Jesus in the Everyday

“Jesus and his disciples were also invited to the celebration.”
John 2:2 (Common English Bible)
            Here is a remarkable miracle, and a remarkable story of Jesus. Remarkable because it places Jesus right in the center of Jewish life, during the celebration of a wedding, when he performs his first miracle – the changing of water into wine. Jesus’ first miracle was not healing someone who is sick, casting-out an evil spirit from someone possessed, or raising the dead. Jesus’ first miracle was performed in the midst of an ordinary dilemma that seems, in many ways, embarrassingly inconsequential. During a wedding celebration, the host of the party runs out of wine for his guest. That is the dilemma. But, informs the writer of John’s Gospel, “Jesus and his disciples were invited to the celebration.” And because Jesus was present, he saves the party.

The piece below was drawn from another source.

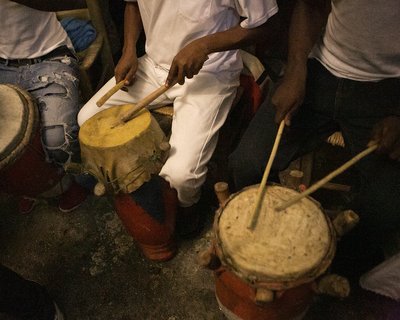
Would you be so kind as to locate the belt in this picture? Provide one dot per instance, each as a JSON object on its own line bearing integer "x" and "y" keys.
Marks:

            Before Jesus began his ministry, Satan provided several opportunities for Jesus to exercise his divine powers for the extraordinary. When Jesus grew hungry, Satan asked Jesus to simply turn stone into bread and eat. Certainly, Jesus could do that! Jesus refused. Then Satan suggested that Jesus “show-off” by throwing himself off a mountain, to be caught by the arms of angels. Again, Jesus refused. Jesus isn’t interested in using his capacity for the miraculous for self-aggrandizement or for his own creature comforts. That would miss the point of why Jesus came to earth. Jesus life’s purpose is to live for others.
            This miracle announces that there is no moment of life that we ought to get along without God. It goes without saying that the moments of desperation or grief we all experience need God’s help. But so do the moments of celebration and joy. This early glimpse of Jesus ministry, his presence at a wedding feast, shows Christ most completely at home in any circumstance and occasion of life. Before Jesus would face the darker side of life, this story vividly reveals a happy Christ who knew how to have a good time. This is a side of Christ that is often overlooked.
            Often the church seeks to spiritualize the work of Christ and conclude that he is only in the business of saving souls and renewing lives. The unfortunate consequence is the assumption that Jesus isn’t really interested in the commonplace events of life. Yet, this first miracle story announces something quite different. Jesus went to where life was, even ordinary moments, and brought blessings. Jesus is never out of place. This story catches Jesus being interested in everyday living, and taking seriously everyday conundrums. Jesus was invited to a wedding celebration and he accepted. And his presence transformed the occasion for everyone.